Robin Xing, from Morgan Stanley, said the economy is entering a second stage of entrenched deflation driven by a negative “wage price spiral” and surging urban unemployment that could be very hard to reverse. 

The De Tocqueville theory of revolutions is that regimes are most vulnerable when a long period of rising living standards is interrupted by a depression. If so, it is a mystery why Xi Jinping is allowing this slow-motion train crash to happen.

His response at the Third Plenum in July was to double down on extreme over-investment in industry rather than taking steps to lift consumption. It is a bet that China can export its way out of its slump while at the same time achieving global clean-tech hegemony.

This is not a remotely plausible strategy. The world will not tolerate a state of affairs where China produces 31pc of total manufactured goods but – due to the forced savings of its Leninist structure – accounts for 13pc of total consumption. 

The country has already built solar and lithium battery capacity that exceeds total global demand twice over. It is playing the same game with EVs, electrolysers, heat pumps, air conditioners, etc. Does the Politburo really think that China can get away with dumping its unemployment on our societies and demolishing our industries by means of predatory mercantilism?

But there may be another reason for China’s reluctance to stimulate demand. Xu Gao, the chief economist at Bank of China, says much of the policy elite in Beijing has fallen under the spell of Friedrich Hayek and the Austrian business cycle. 

Hayek is neglected in the West – few still read Prices and Production or The Fatal Conceit: The Errors of Socialism – but his market fundamentalism is perversely fashionable in Communist China.

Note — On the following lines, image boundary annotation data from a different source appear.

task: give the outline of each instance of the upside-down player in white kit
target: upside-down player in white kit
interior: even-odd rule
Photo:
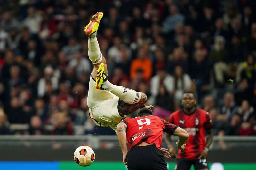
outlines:
[[[96,37],[103,13],[92,16],[84,32],[89,37],[88,55],[94,65],[90,77],[87,103],[90,117],[98,126],[110,126],[116,132],[118,123],[129,114],[146,106],[147,98],[143,93],[113,85],[108,79],[106,59],[100,52]]]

Any attempt to alleviate China’s post-bubble pain is decried as “drinking poison to quench one’s thirst”. Excess credit must be purged by liquidation, with no interference in the self-correction process. Hardliners say that curing a debt crisis by pushing the augmented fiscal deficit to 14pc or 15pc of GDP is pure hemlock.

This economic ideology is fully aligned with Xi Jinping’s views on social discipline and moral fibre. “Welfarism” is a dirty word in Xi Thought. It fosters “lazy people who get something for nothing,” as he puts it. 

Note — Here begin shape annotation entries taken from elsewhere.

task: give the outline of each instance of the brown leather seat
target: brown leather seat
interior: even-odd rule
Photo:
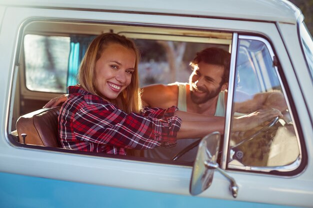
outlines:
[[[23,143],[22,135],[26,134],[25,144],[59,147],[58,117],[60,108],[43,108],[20,117],[16,124],[19,142]]]

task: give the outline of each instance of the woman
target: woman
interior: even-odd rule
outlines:
[[[59,115],[63,148],[126,155],[126,149],[170,147],[177,139],[224,131],[222,117],[180,112],[174,106],[142,109],[138,59],[135,44],[124,36],[104,33],[92,42],[80,69],[80,85],[69,87]],[[262,115],[238,119],[234,128],[246,130],[246,123],[252,128],[281,114]]]

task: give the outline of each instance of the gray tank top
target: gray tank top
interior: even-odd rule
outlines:
[[[178,108],[180,110],[187,111],[187,100],[186,93],[186,85],[187,83],[175,82],[172,85],[176,85],[178,88]],[[216,109],[214,116],[225,116],[225,91],[221,91],[218,94]],[[154,149],[144,150],[144,155],[146,158],[154,159],[162,159],[170,160],[176,154],[182,150],[188,145],[196,142],[198,139],[186,139],[177,140],[176,146],[170,148],[164,148],[160,147]],[[180,159],[180,161],[193,162],[196,155],[198,148],[194,148],[185,154]]]

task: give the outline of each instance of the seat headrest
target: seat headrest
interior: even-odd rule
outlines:
[[[23,143],[22,134],[26,134],[25,144],[59,147],[58,117],[60,106],[43,108],[20,117],[16,127],[19,142]]]

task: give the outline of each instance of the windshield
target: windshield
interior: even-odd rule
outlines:
[[[306,63],[313,78],[313,41],[312,36],[308,30],[306,26],[302,22],[300,25],[300,36],[302,47],[306,59]]]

Yet China’s leader may conclude that the punishment beatings have gone too far and that the survival of the Communist Party is better served by letting the Chinese people consume more of their own hard labour, and by retreating from trade wars with Europe, America and India. 

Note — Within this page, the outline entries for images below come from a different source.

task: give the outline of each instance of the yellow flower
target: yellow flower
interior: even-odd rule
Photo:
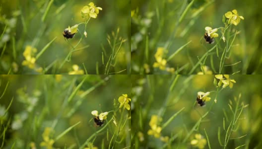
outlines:
[[[149,74],[150,73],[150,68],[148,64],[144,64],[144,69],[146,74]]]
[[[165,137],[161,136],[160,137],[160,140],[163,142],[168,143],[168,141],[169,140],[169,137],[168,137],[168,136],[165,136]]]
[[[30,46],[26,46],[25,50],[23,53],[25,60],[22,62],[22,65],[27,66],[28,68],[33,69],[35,66],[35,61],[36,61],[35,58],[33,57],[37,52],[37,50],[35,48],[33,48]]]
[[[197,134],[195,135],[196,139],[191,140],[191,145],[197,147],[198,149],[204,149],[206,145],[206,140],[200,134]]]
[[[217,28],[212,29],[212,28],[209,26],[205,27],[205,32],[207,33],[207,35],[210,37],[211,38],[215,38],[218,37],[218,34],[216,33],[217,31]]]
[[[47,127],[45,129],[45,131],[42,136],[44,141],[40,143],[41,147],[46,147],[48,149],[52,149],[53,148],[53,144],[55,141],[53,139],[49,138],[49,135],[52,131],[52,129],[50,127]]]
[[[108,115],[108,112],[105,112],[104,113],[100,113],[100,114],[98,115],[98,111],[97,111],[97,110],[94,110],[91,112],[91,114],[95,116],[99,116],[99,120],[103,121],[107,119],[107,115]]]
[[[202,100],[203,101],[209,101],[211,98],[208,97],[210,94],[210,92],[203,92],[202,91],[198,91],[197,92],[197,98]]]
[[[69,74],[84,74],[84,71],[79,70],[79,67],[77,65],[73,65],[72,67],[73,71],[68,73]]]
[[[149,122],[149,126],[151,127],[151,129],[147,132],[148,135],[154,136],[156,138],[158,138],[161,136],[160,133],[162,131],[162,128],[157,125],[161,121],[162,119],[157,115],[153,115],[151,116],[151,119]]]
[[[232,88],[233,85],[233,83],[235,83],[236,81],[234,79],[230,79],[229,78],[229,75],[228,74],[224,74],[224,76],[226,78],[226,81],[228,82],[229,87],[230,87],[230,88]]]
[[[166,68],[166,71],[167,72],[169,72],[171,74],[174,74],[175,73],[175,69],[173,68]]]
[[[96,7],[93,2],[91,2],[88,4],[89,6],[89,15],[91,17],[96,18],[97,14],[99,13],[99,10],[102,10],[102,8],[100,7]]]
[[[161,131],[162,128],[156,125],[154,125],[151,127],[151,129],[147,132],[147,135],[154,136],[155,138],[159,138],[161,136]]]
[[[128,104],[129,101],[131,101],[131,99],[129,98],[128,94],[122,94],[122,95],[118,98],[118,101],[120,103],[120,106],[119,108],[122,108],[123,106],[127,109],[127,110],[130,110],[130,105]]]
[[[209,70],[209,68],[206,66],[203,66],[201,68],[203,69],[203,72],[199,72],[197,73],[197,74],[212,74],[213,73],[211,71]]]
[[[236,26],[240,22],[241,19],[244,20],[244,17],[238,15],[237,11],[236,9],[234,9],[232,11],[228,11],[225,13],[225,16],[228,19],[228,23],[229,24],[233,24]]]
[[[156,62],[154,63],[153,67],[159,68],[161,70],[165,70],[166,69],[167,61],[165,59],[163,59],[164,50],[164,48],[162,47],[157,48],[156,53],[155,54],[155,58]]]
[[[232,88],[233,85],[233,83],[236,83],[236,81],[234,79],[229,79],[229,75],[228,74],[224,74],[224,76],[226,79],[224,79],[224,78],[223,77],[222,74],[217,74],[215,75],[216,78],[219,79],[219,82],[218,82],[217,85],[220,87],[222,85],[222,83],[223,83],[223,85],[222,87],[223,88],[225,88],[228,85],[229,85],[230,88]]]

Xi abandoned the Maoist lunacy of “dynamic zero Covid” suddenly and without explanation. It is not impossible that he will listen seriously to those now calling for a drastic change of course and Roosevelt policies. Should he do so, it will change the global economic landscape overnight and set asset markets on fire. 

Investors need to watch China very closely over the next six months.